Typical 8-Step A/B Test Workflow for Data Scientists in 2022

https://ift.tt/6q9EXGW A Summary of What Data Scientists Do in A/B Test Projects at Tech Companies Source: by Stephen Dawson on Unsplash ...

https://ift.tt/6q9EXGW

A Summary of What Data Scientists Do in A/B Test Projects at Tech Companies

Too Long; Don’t Read

Before the launch of the experiment: (1) think about the product & talk with product managers; (2) design the experiment; (3) check the A/A variation¹.
During the experiment: (4) check the invariant metrics & experiment set-up; (5) monitor key evaluation metrics.
After the end of the experiment: (6) read the p-values, magnitudes of difference, and minimum detectable effects (MDE²), dive deeper when surprised; (7) formulate product recommendations; (8) write the report.

Introduction

This article aims to discuss in detail what specifically data scientists should do in A/B test tasks and which one should be the primary focus. It is best for practitioners who have existing knowledge of A/B tests such as t-testing and minimum sample size calculation, and are interested in learning the procedures in actual work scenarios.

Why Am I Writing This? / Why Shall We Care?

I felt motivated to write this article because I realized there are still gaps between the day-to-day experiment practice in the tech companies and the A/B test knowledge from schools. Though comprehensive in theoretical justification, most online courses or articles, even the notable A/B testing by Google on Udacity, fail to connect the dots and present a holistic procedure about how data scientists apply the statistical knowledge in A/B tests.

Furthermore, how data scientists conduct A/B tests has changed a lot in recent years, shifting from the more or less manual-labor work to extensive utilization of different tools. However, managing tools can be daunting, especially when a single data scientist is expected to take responsibility for multiple A/B tests.

This emphasizes the necessity of a clear understanding of the new workflow along with the advancement in A/B test tools, which helps us stay organized and plan ahead. While the popular A/B test platforms take on most of the computation work, including but not limited to sample sizes and p-values, freeing data scientists from listing out statistics formulas and hand-calculating the numbers, it is crucial that we as data scientists spend most of our time thinking about the product and experiment themselves, rather than being stuck in the complicated tools doing repeated work back-and-forth.

Source: Carlos Muza from Unsplash — Source: by Carlos Muza on Unsplash

Expanding in Detail: Typical Workflow

Before the Launch of the Experiment

1) Think About the Product & Talk with the Product Manager (PM)

From my perspective, this is the most important thing in the entire A/B test workflow. There are two key aspects that should be evaluated thoroughly: feasibility and impact. After exploring the product logic and user journey in detail, we shall think very critically about whether it is appropriate or even doable to test this feature using randomized online A/B tests. A couple of questions to ask include “what are the hypotheses”, “can we find calculable metrics to test that?”, “what are the risks for our product and users?”, “Is there a network effect?”, “is it possible for users to demonstrate a strong novelty effect or change aversion”, “Is it fair to keep some users from our new feature treatment”, etc.

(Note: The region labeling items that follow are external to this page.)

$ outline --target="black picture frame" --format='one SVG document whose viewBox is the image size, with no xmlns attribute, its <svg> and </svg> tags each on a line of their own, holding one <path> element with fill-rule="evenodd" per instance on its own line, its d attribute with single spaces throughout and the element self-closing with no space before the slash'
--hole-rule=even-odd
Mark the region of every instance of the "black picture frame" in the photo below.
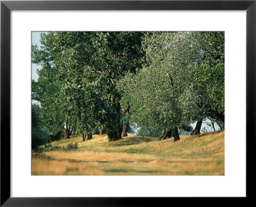
<svg viewBox="0 0 256 207">
<path fill-rule="evenodd" d="M 256 148 L 256 0 L 1 1 L 1 206 L 152 206 L 155 202 L 159 203 L 160 206 L 164 205 L 164 203 L 170 202 L 170 199 L 174 199 L 171 197 L 10 197 L 10 12 L 12 10 L 246 10 L 246 198 L 253 197 L 253 188 L 255 183 L 255 175 L 252 168 L 255 163 L 254 158 L 255 158 Z M 195 201 L 196 203 L 198 202 L 196 199 L 193 199 L 193 201 Z"/>
</svg>

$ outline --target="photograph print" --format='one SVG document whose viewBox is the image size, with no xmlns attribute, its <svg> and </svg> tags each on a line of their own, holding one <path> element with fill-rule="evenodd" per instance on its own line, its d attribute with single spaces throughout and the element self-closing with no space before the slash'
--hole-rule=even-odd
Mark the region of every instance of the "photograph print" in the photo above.
<svg viewBox="0 0 256 207">
<path fill-rule="evenodd" d="M 32 31 L 33 176 L 225 175 L 224 31 Z"/>
</svg>

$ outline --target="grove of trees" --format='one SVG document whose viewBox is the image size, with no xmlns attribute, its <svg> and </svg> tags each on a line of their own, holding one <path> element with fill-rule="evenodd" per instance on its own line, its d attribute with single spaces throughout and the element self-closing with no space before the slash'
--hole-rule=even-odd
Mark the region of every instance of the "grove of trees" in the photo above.
<svg viewBox="0 0 256 207">
<path fill-rule="evenodd" d="M 109 142 L 132 124 L 174 141 L 196 121 L 200 133 L 205 118 L 224 130 L 224 32 L 42 33 L 32 46 L 42 128 L 49 140 L 104 132 Z"/>
</svg>

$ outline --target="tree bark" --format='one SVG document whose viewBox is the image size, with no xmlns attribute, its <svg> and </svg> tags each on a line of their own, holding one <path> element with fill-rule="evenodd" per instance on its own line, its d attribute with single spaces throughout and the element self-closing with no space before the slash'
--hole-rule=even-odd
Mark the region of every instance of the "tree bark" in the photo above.
<svg viewBox="0 0 256 207">
<path fill-rule="evenodd" d="M 195 128 L 194 131 L 191 133 L 191 135 L 199 134 L 201 130 L 202 123 L 203 123 L 203 119 L 200 119 L 197 121 L 196 128 Z"/>
<path fill-rule="evenodd" d="M 167 138 L 170 138 L 172 137 L 172 129 L 168 131 L 164 131 L 158 138 L 159 141 L 164 140 Z"/>
<path fill-rule="evenodd" d="M 87 132 L 86 136 L 86 140 L 90 140 L 90 139 L 92 139 L 92 134 L 89 134 L 89 133 Z"/>
<path fill-rule="evenodd" d="M 70 137 L 70 134 L 68 132 L 68 129 L 65 128 L 64 130 L 64 139 L 69 139 L 69 137 Z"/>
<path fill-rule="evenodd" d="M 179 132 L 178 132 L 178 128 L 175 127 L 174 128 L 173 130 L 173 137 L 174 137 L 174 142 L 176 142 L 179 140 L 180 140 L 180 136 L 179 135 Z"/>
<path fill-rule="evenodd" d="M 211 119 L 211 123 L 212 123 L 213 131 L 215 132 L 214 121 L 213 119 Z"/>
<path fill-rule="evenodd" d="M 86 132 L 83 133 L 83 141 L 84 142 L 85 141 L 85 137 L 86 137 Z"/>
<path fill-rule="evenodd" d="M 119 130 L 113 132 L 108 133 L 108 139 L 109 142 L 116 141 L 122 139 L 122 128 L 119 127 Z"/>
<path fill-rule="evenodd" d="M 128 116 L 129 114 L 130 113 L 130 105 L 129 105 L 129 102 L 127 103 L 126 105 L 126 109 L 124 112 L 124 116 Z M 127 129 L 128 129 L 128 125 L 129 122 L 125 123 L 123 122 L 123 132 L 122 132 L 122 137 L 127 137 Z"/>
<path fill-rule="evenodd" d="M 123 132 L 122 132 L 122 137 L 127 137 L 127 128 L 128 128 L 129 123 L 123 123 Z"/>
</svg>

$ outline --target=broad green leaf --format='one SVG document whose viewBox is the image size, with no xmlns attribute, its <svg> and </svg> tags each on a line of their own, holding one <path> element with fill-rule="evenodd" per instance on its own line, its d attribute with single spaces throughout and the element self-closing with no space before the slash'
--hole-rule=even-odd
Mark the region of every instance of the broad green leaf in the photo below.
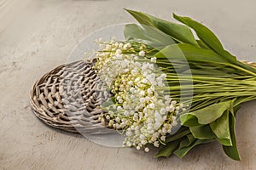
<svg viewBox="0 0 256 170">
<path fill-rule="evenodd" d="M 189 128 L 193 136 L 199 139 L 214 139 L 209 125 L 190 127 Z"/>
<path fill-rule="evenodd" d="M 161 145 L 155 157 L 168 157 L 178 147 L 180 141 L 181 139 L 178 139 Z"/>
<path fill-rule="evenodd" d="M 127 24 L 124 34 L 127 41 L 140 42 L 156 48 L 175 43 L 170 36 L 151 26 L 143 28 L 136 24 Z"/>
<path fill-rule="evenodd" d="M 172 142 L 174 140 L 177 140 L 189 133 L 190 133 L 189 130 L 185 130 L 183 132 L 177 131 L 175 134 L 173 134 L 172 136 L 167 136 L 165 143 L 169 143 L 169 142 Z"/>
<path fill-rule="evenodd" d="M 199 124 L 209 124 L 220 117 L 223 113 L 230 108 L 230 101 L 213 104 L 191 113 L 183 114 L 180 116 L 180 120 L 183 125 L 189 127 L 191 126 L 191 124 L 187 124 L 187 122 L 189 122 L 191 120 L 195 120 L 195 117 L 197 118 Z"/>
<path fill-rule="evenodd" d="M 225 64 L 228 61 L 218 54 L 199 48 L 187 43 L 172 44 L 166 47 L 154 55 L 158 59 L 188 60 L 189 62 L 208 62 Z"/>
<path fill-rule="evenodd" d="M 148 26 L 159 29 L 177 42 L 190 43 L 198 46 L 191 30 L 183 25 L 169 22 L 149 14 L 134 10 L 125 9 L 130 13 L 143 26 Z"/>
<path fill-rule="evenodd" d="M 236 113 L 234 110 L 231 110 L 230 113 L 230 134 L 231 134 L 231 140 L 232 140 L 232 146 L 225 146 L 223 145 L 223 150 L 226 153 L 226 155 L 236 161 L 240 161 L 241 157 L 237 150 L 236 146 L 236 118 L 235 115 Z"/>
<path fill-rule="evenodd" d="M 218 119 L 210 123 L 210 127 L 217 137 L 217 139 L 226 146 L 231 146 L 231 136 L 230 133 L 229 110 L 227 110 Z"/>
<path fill-rule="evenodd" d="M 201 126 L 200 123 L 198 123 L 198 119 L 195 115 L 191 115 L 189 113 L 185 113 L 183 115 L 181 115 L 180 120 L 182 122 L 182 125 L 186 127 L 197 127 Z"/>
<path fill-rule="evenodd" d="M 179 143 L 179 147 L 178 147 L 178 149 L 182 149 L 182 148 L 189 146 L 195 140 L 195 139 L 193 137 L 192 134 L 188 134 L 188 135 L 186 136 L 186 138 L 184 138 L 184 139 Z"/>
<path fill-rule="evenodd" d="M 193 20 L 189 17 L 182 17 L 173 14 L 173 18 L 195 30 L 198 37 L 209 47 L 211 47 L 216 53 L 223 55 L 232 63 L 236 62 L 236 58 L 224 49 L 218 38 L 207 26 L 195 20 Z"/>
<path fill-rule="evenodd" d="M 176 150 L 173 153 L 179 158 L 183 158 L 192 148 L 201 144 L 207 144 L 214 141 L 214 139 L 197 139 L 188 147 Z"/>
</svg>

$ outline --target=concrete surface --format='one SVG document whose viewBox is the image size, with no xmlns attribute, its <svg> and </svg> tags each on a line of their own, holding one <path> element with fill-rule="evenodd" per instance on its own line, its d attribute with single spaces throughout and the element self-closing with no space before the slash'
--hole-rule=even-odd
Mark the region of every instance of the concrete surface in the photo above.
<svg viewBox="0 0 256 170">
<path fill-rule="evenodd" d="M 243 105 L 237 116 L 241 162 L 229 159 L 218 143 L 201 145 L 183 160 L 101 146 L 45 126 L 29 105 L 35 81 L 64 63 L 86 35 L 134 21 L 124 7 L 167 20 L 172 12 L 191 16 L 239 59 L 255 61 L 255 5 L 253 0 L 0 0 L 0 169 L 256 169 L 256 101 Z"/>
</svg>

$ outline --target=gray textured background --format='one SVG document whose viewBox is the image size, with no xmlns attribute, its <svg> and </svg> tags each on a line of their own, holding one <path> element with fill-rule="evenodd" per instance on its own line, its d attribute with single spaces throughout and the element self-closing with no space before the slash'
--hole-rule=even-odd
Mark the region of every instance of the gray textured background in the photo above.
<svg viewBox="0 0 256 170">
<path fill-rule="evenodd" d="M 96 29 L 134 22 L 122 8 L 166 20 L 172 13 L 209 26 L 240 60 L 256 61 L 255 1 L 0 0 L 0 169 L 256 169 L 255 101 L 237 116 L 242 160 L 218 143 L 201 145 L 183 160 L 154 159 L 133 149 L 93 144 L 39 122 L 30 88 L 44 72 L 66 62 L 73 48 Z"/>
</svg>

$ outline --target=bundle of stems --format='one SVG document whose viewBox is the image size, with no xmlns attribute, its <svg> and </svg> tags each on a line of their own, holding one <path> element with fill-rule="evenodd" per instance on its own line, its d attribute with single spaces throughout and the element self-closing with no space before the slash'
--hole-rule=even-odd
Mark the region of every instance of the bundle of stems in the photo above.
<svg viewBox="0 0 256 170">
<path fill-rule="evenodd" d="M 228 156 L 240 160 L 235 117 L 241 104 L 256 99 L 256 69 L 237 60 L 212 31 L 190 18 L 173 14 L 183 23 L 176 24 L 125 10 L 141 24 L 125 26 L 125 42 L 135 52 L 145 45 L 146 58 L 156 58 L 157 69 L 166 74 L 168 86 L 157 90 L 187 107 L 178 117 L 181 128 L 161 141 L 156 156 L 183 157 L 195 146 L 218 140 Z"/>
</svg>

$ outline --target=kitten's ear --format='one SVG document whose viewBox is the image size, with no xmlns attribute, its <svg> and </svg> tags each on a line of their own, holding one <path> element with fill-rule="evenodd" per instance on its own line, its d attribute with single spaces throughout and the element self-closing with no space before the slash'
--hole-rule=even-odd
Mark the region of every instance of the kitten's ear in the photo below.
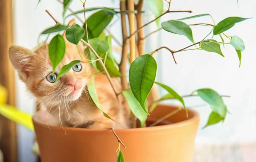
<svg viewBox="0 0 256 162">
<path fill-rule="evenodd" d="M 26 81 L 29 76 L 35 55 L 31 50 L 18 46 L 12 46 L 9 48 L 10 61 L 23 81 Z"/>
</svg>

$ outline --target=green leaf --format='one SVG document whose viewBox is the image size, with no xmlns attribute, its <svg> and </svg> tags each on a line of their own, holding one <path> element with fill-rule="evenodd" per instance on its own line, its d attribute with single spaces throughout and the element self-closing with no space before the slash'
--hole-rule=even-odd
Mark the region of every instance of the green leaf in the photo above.
<svg viewBox="0 0 256 162">
<path fill-rule="evenodd" d="M 144 127 L 148 114 L 145 113 L 140 103 L 137 101 L 131 89 L 123 91 L 122 93 L 126 99 L 132 113 L 140 121 L 141 127 Z"/>
<path fill-rule="evenodd" d="M 217 92 L 209 88 L 198 90 L 196 92 L 201 98 L 210 105 L 212 111 L 219 114 L 222 119 L 225 119 L 227 106 L 222 97 Z"/>
<path fill-rule="evenodd" d="M 125 162 L 124 155 L 121 151 L 119 151 L 117 153 L 117 162 Z"/>
<path fill-rule="evenodd" d="M 108 8 L 108 7 L 94 7 L 94 8 L 88 8 L 88 9 L 81 10 L 79 10 L 77 12 L 73 12 L 70 14 L 68 14 L 67 16 L 66 17 L 66 18 L 67 18 L 70 16 L 73 15 L 74 14 L 80 14 L 81 13 L 88 12 L 93 11 L 95 11 L 95 10 L 98 10 L 99 9 L 102 9 L 105 10 L 105 11 L 108 11 L 109 13 L 111 13 L 112 14 L 117 14 L 117 13 L 116 12 L 115 12 L 114 11 L 114 9 L 110 9 L 110 8 Z"/>
<path fill-rule="evenodd" d="M 69 71 L 70 71 L 70 69 L 71 69 L 71 68 L 73 67 L 75 65 L 80 63 L 80 62 L 81 61 L 79 60 L 74 60 L 70 63 L 67 65 L 64 65 L 63 67 L 62 67 L 61 69 L 60 72 L 58 75 L 57 78 L 56 78 L 56 81 L 55 81 L 55 83 L 57 82 L 59 78 L 64 75 L 65 74 L 66 74 Z"/>
<path fill-rule="evenodd" d="M 153 56 L 145 54 L 139 57 L 131 63 L 129 71 L 132 93 L 148 115 L 145 101 L 154 84 L 157 68 L 157 62 Z"/>
<path fill-rule="evenodd" d="M 89 39 L 99 37 L 111 22 L 113 16 L 113 13 L 106 9 L 92 14 L 86 20 Z M 86 37 L 83 39 L 86 40 Z"/>
<path fill-rule="evenodd" d="M 109 117 L 109 116 L 108 116 L 108 114 L 107 114 L 106 113 L 103 112 L 103 109 L 100 106 L 99 101 L 98 99 L 98 96 L 97 96 L 97 93 L 96 93 L 96 90 L 95 89 L 95 85 L 94 84 L 95 78 L 95 75 L 93 75 L 91 80 L 89 83 L 89 84 L 88 84 L 88 91 L 89 91 L 90 95 L 92 99 L 93 99 L 93 102 L 94 102 L 94 104 L 95 104 L 97 107 L 98 107 L 98 108 L 102 112 L 104 116 L 109 119 L 111 119 L 113 121 L 115 122 L 114 120 L 112 119 L 110 117 Z"/>
<path fill-rule="evenodd" d="M 160 16 L 163 12 L 163 0 L 146 0 L 150 10 L 155 15 L 156 17 Z M 157 26 L 160 23 L 160 18 L 156 20 Z"/>
<path fill-rule="evenodd" d="M 53 71 L 54 72 L 58 64 L 65 54 L 66 44 L 63 37 L 59 34 L 56 35 L 51 40 L 48 48 L 49 58 L 52 64 Z"/>
<path fill-rule="evenodd" d="M 7 105 L 0 105 L 0 114 L 6 118 L 20 124 L 29 130 L 34 131 L 32 115 Z"/>
<path fill-rule="evenodd" d="M 225 18 L 218 23 L 213 29 L 213 34 L 218 35 L 229 29 L 236 23 L 243 21 L 251 18 L 242 18 L 240 17 L 229 17 Z"/>
<path fill-rule="evenodd" d="M 205 40 L 209 42 L 203 42 L 200 43 L 200 47 L 205 51 L 212 52 L 215 52 L 220 54 L 221 56 L 224 57 L 221 49 L 221 46 L 218 42 L 214 40 Z"/>
<path fill-rule="evenodd" d="M 41 33 L 41 34 L 46 34 L 60 32 L 62 30 L 66 30 L 68 28 L 68 27 L 69 27 L 68 26 L 58 24 L 54 26 L 51 27 L 44 30 L 42 32 L 42 33 Z"/>
<path fill-rule="evenodd" d="M 160 16 L 163 12 L 163 0 L 146 0 L 148 8 L 156 17 Z"/>
<path fill-rule="evenodd" d="M 244 47 L 244 43 L 243 40 L 236 35 L 235 35 L 232 37 L 230 40 L 230 44 L 236 49 L 239 50 L 243 51 L 245 48 Z"/>
<path fill-rule="evenodd" d="M 222 118 L 219 114 L 212 111 L 209 116 L 208 121 L 207 124 L 203 129 L 204 129 L 207 127 L 217 124 L 222 120 Z"/>
<path fill-rule="evenodd" d="M 238 56 L 238 58 L 239 58 L 239 67 L 240 67 L 241 66 L 241 59 L 242 59 L 242 52 L 240 50 L 237 50 L 236 49 L 236 53 L 237 53 L 237 55 Z"/>
<path fill-rule="evenodd" d="M 85 32 L 84 28 L 79 26 L 79 25 L 74 23 L 72 25 L 71 27 L 67 29 L 66 38 L 70 42 L 77 44 L 85 34 Z"/>
<path fill-rule="evenodd" d="M 69 5 L 72 2 L 73 0 L 64 0 L 63 1 L 63 12 L 62 12 L 62 16 L 63 17 L 65 16 L 65 13 L 66 13 L 66 12 L 68 8 Z"/>
<path fill-rule="evenodd" d="M 169 20 L 161 23 L 165 30 L 172 33 L 184 35 L 192 43 L 195 43 L 191 28 L 186 23 L 180 21 Z"/>
<path fill-rule="evenodd" d="M 157 104 L 158 104 L 159 102 L 167 99 L 172 98 L 175 98 L 173 95 L 170 93 L 166 94 L 166 95 L 164 95 L 163 96 L 160 98 L 160 99 L 159 99 L 158 101 L 157 101 L 156 102 L 154 102 L 153 104 L 152 104 L 152 105 L 151 105 L 151 107 L 149 109 L 149 112 L 151 113 L 153 111 L 153 110 L 154 110 L 155 108 L 156 108 L 156 106 L 157 106 Z"/>
<path fill-rule="evenodd" d="M 160 86 L 162 87 L 163 88 L 164 88 L 169 93 L 170 93 L 170 94 L 171 94 L 175 98 L 177 99 L 180 102 L 181 102 L 181 103 L 183 105 L 183 106 L 184 106 L 184 108 L 185 108 L 185 110 L 186 110 L 186 113 L 187 117 L 188 110 L 187 110 L 187 108 L 186 107 L 186 106 L 185 105 L 185 102 L 184 102 L 184 100 L 183 100 L 183 98 L 182 98 L 182 97 L 181 97 L 180 95 L 179 95 L 177 92 L 175 91 L 174 90 L 173 90 L 172 89 L 169 87 L 167 86 L 167 85 L 164 84 L 162 84 L 161 83 L 157 82 L 156 81 L 155 82 L 155 83 L 157 84 L 160 85 Z"/>
</svg>

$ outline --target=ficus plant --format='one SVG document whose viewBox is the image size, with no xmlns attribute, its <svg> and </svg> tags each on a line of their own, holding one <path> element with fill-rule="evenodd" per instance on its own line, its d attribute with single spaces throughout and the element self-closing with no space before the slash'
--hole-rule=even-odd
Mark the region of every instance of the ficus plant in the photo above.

Additionally, as data scientists, we must be impact-driven rather than output-driven, which means we should pay attention to the potential gain or Return-On-Investment (ROI) of this feature testing. “Why do we need this?”, “What is our expected gain, is it short-term or long-term?” are some of the key questions we should ask ourselves and debate with product managers.

Why do we need to change the button to a brighter color? What are some metrics (e.g. CTR for both buttons, fallout rate)? Will the user be disturbed too much? Is it long-term beneficial? Source: Leanplum

2) Design the Experiment

Based on the hypotheses from 1), we as data scientists provide suggestions on designing the experiment for product managers and engineers, including but not limited to:

Evaluation Metrics: What are our north star metrics, directly-influenced metrics, guardrail metrics, and adoption metrics in the treatment group. Apart from the business interpretation, it would be better for the evaluation metrics to have lower variance and be sensitive to changes.
Unit of Diversion: Shall we randomize the test based on user_id or session_id.
Minimum Required Sample: For different evaluation metrics and various minimum detectable effects (MDE), what are the necessary sample sizes for the result to be statistically significant? Nowadays, most large tech companies provide mature tools to calculate the sample size, but very often we have to retrieve historical data and calculate on our own when the metrics of interest are too specific and are not supported by the A/B test platforms.
Experiment Duration & Traffic Portion: This usually depends on the required samples size and the eligible traffic size that could potentially see the new feature. We shall also take into consideration the risks of the experiment.
Experiment Layer & Experiment Type: Furthermore, we shall determine which experiment layer to deploy our A/B tests. It is common that most of the experiment layers have been populated with other tests, causing very little traffic left. In this case, we might want to choose another layer or consider orthogonal experiments, if our feature is not correlated with others.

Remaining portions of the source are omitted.